New York grants Stonewall Inn landmark status

Wed. June 24, 2015 9:06 PM by Carlos Santoscoy

New York City - The Stonewall Inn on Tuesday was made a New York City landmark, marking the first time a site has been named based primarily on its significance to the LGBT community.

The city's Landmarks Preservation Commission voted unanimously for the status after holding a public hearing.

"New York City's greatness lies in its inclusivity and diversity," Chairwoman Meenakshi Srinivasan said before the vote. "The events at Stonewall were a turning point in the LGBT rights movement and in the history of our nation."
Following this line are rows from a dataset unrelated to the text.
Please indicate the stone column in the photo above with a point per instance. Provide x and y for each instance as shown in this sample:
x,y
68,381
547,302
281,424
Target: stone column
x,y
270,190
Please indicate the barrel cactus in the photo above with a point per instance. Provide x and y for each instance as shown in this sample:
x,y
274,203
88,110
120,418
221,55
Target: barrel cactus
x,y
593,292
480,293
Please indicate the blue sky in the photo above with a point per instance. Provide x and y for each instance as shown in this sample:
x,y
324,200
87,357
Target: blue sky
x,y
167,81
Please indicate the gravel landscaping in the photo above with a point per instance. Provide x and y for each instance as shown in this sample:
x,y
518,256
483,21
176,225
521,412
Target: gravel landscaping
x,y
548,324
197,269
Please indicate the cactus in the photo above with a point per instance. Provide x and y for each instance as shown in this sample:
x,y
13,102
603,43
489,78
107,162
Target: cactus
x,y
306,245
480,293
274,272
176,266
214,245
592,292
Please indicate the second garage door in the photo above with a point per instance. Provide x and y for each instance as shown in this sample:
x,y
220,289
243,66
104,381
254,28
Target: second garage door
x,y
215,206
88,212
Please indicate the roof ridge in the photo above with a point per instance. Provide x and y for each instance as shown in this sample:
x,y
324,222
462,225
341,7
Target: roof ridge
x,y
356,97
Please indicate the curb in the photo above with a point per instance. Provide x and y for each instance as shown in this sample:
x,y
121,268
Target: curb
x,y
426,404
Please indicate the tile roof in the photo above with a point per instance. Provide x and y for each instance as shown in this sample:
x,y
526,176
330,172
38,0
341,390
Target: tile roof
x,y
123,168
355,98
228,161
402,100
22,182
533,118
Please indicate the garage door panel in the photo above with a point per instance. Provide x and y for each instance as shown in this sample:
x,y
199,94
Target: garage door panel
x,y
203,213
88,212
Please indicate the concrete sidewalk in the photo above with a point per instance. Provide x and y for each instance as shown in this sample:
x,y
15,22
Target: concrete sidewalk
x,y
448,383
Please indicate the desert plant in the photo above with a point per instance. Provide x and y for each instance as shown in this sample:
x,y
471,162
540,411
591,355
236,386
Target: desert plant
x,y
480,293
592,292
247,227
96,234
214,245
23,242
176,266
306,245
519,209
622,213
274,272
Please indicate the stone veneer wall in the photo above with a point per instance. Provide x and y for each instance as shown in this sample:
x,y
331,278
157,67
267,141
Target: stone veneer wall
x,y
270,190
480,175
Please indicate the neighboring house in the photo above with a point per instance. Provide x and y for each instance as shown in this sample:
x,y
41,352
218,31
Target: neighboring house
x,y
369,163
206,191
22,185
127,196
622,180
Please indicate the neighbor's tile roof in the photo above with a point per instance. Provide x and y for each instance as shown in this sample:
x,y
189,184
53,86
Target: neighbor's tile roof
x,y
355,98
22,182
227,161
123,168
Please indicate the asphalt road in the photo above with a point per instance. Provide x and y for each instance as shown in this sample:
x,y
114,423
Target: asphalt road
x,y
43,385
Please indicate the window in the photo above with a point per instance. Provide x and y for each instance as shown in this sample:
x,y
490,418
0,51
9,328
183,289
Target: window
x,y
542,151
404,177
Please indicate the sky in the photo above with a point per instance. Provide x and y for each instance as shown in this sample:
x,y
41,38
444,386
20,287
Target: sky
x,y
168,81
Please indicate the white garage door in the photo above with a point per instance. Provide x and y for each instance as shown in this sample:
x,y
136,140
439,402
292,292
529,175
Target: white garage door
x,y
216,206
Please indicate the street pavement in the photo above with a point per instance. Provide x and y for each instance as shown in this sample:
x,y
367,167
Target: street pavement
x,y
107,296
Historians often credit the June 28, 1969 police raid of the Stonewall Inn in Greenwich Village as a major flashpoint for the gay rights movement. While such raids at the time were common at gay bars, patrons on this night, many of whom were drag queens, resisted arrest.

Councilman Corey Johnson, whose district includes the Stonewall, was among the supporters who spoke at the hearing.
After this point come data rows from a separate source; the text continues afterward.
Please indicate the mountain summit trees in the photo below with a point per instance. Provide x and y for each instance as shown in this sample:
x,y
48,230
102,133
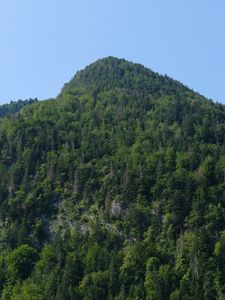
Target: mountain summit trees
x,y
114,190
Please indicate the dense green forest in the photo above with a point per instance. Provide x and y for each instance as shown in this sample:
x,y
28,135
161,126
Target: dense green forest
x,y
13,107
114,190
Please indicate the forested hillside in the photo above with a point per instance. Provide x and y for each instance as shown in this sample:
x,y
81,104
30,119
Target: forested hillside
x,y
114,190
13,107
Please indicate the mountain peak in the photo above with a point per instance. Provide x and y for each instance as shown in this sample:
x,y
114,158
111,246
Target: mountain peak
x,y
112,72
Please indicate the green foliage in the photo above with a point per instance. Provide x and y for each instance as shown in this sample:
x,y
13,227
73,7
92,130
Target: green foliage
x,y
114,190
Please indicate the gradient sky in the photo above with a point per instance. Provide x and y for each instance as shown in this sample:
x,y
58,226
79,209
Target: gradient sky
x,y
44,42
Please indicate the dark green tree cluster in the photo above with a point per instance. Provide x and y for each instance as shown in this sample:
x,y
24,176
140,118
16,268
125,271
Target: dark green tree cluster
x,y
114,190
13,107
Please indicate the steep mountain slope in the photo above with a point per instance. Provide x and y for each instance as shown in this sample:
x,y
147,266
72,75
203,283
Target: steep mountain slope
x,y
13,107
114,190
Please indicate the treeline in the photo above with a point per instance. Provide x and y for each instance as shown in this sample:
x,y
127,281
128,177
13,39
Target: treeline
x,y
114,192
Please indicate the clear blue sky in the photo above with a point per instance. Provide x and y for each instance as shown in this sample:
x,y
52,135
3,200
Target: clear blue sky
x,y
44,42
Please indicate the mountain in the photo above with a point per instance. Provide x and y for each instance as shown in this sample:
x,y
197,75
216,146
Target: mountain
x,y
114,190
13,107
"There are few locations that can be cited as the birthplace of a global movement," he said. "One such location is the Stonewall Inn."

The Stonewall Inn was placed on the National Register of Historic Places in 1999 and is part of the Greenwich Village Historic District, a city designation. But Andrew Berman of the Greenwich Village Society for Historic Preservation told the AP that those designations weren't enough to fully protect the two adjoining buildings.

"Under the existing state and national designations and even under the New York City historic district designation, the building could still be altered or even torn down. This says that it is a place of unique significance and it will help ensure that it survives for generations to come," he said.